HAZARD, Ky. (WYMT) – A new study released by the Center for American Progress shows many Kentuckians live in areas where licensed child care facilities are scarce or nonexistent. Researchers refer to these areas as childcare deserts and concluded that more than 50 percent of people in the Bluegrass live in these areas.

Managers at daycare facilities believe the problem could be a result of state laws mandating the ratios of infants to caregivers.

“In the infant classroom, you can have five children per one caregiver or you can have ten with two”, said New Beginnings Child Development Director Donna Fields. “And that’s the max that you can have in a classroom.”

Fields said her facility is at full capacity for infants and toddlers.
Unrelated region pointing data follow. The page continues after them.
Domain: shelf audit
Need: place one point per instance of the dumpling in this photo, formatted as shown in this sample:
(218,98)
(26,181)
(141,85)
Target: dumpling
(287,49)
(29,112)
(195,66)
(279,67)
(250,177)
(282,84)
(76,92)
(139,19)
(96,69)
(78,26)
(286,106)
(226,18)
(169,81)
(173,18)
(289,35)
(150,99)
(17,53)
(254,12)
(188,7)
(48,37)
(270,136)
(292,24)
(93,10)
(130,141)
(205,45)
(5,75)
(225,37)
Parents looking to send their children to her center are placed onto a wait list for nearly six months. Fields said the cost of adding new programs would be too much for parents.

“Our rates for full time, which would be four or five days, is $125”, said Fields. “So we charge half of what it actually costs because parents can’t pay $250 per week for child care. For some parents, that’s half of their paycheck.”

Heather Garry is a single mother who sends her son to New Beginnings Child Development Center. She told WYMT when he was younger, she struggled to find an open space at a child care facility.

“I had to get a lot of help through my parents and family and stuff like that”, said Heather Garry. “It was harder traveling back and forth and trying to find somebody. This is a guarantee every day. I know where he’s going to go and what he’s going to be doing. It’s just like sending him to school.”

Garry said she cannot imagine how she would support herself and her son in child care was not available.

“If I didn’t have daycare, it would be less hours for me”, said Garry. “I wouldn’t be able to live just me and him on our own because I couldn’t afford it. Because today I had to work until four and school lets out at three so that would have been an hours worth of work I would have lost.”

Donna Fields said one solution to the child care desert in Kentucky would be more funding for child care assistance programs. She said that would allow her to hire more licensed caregivers.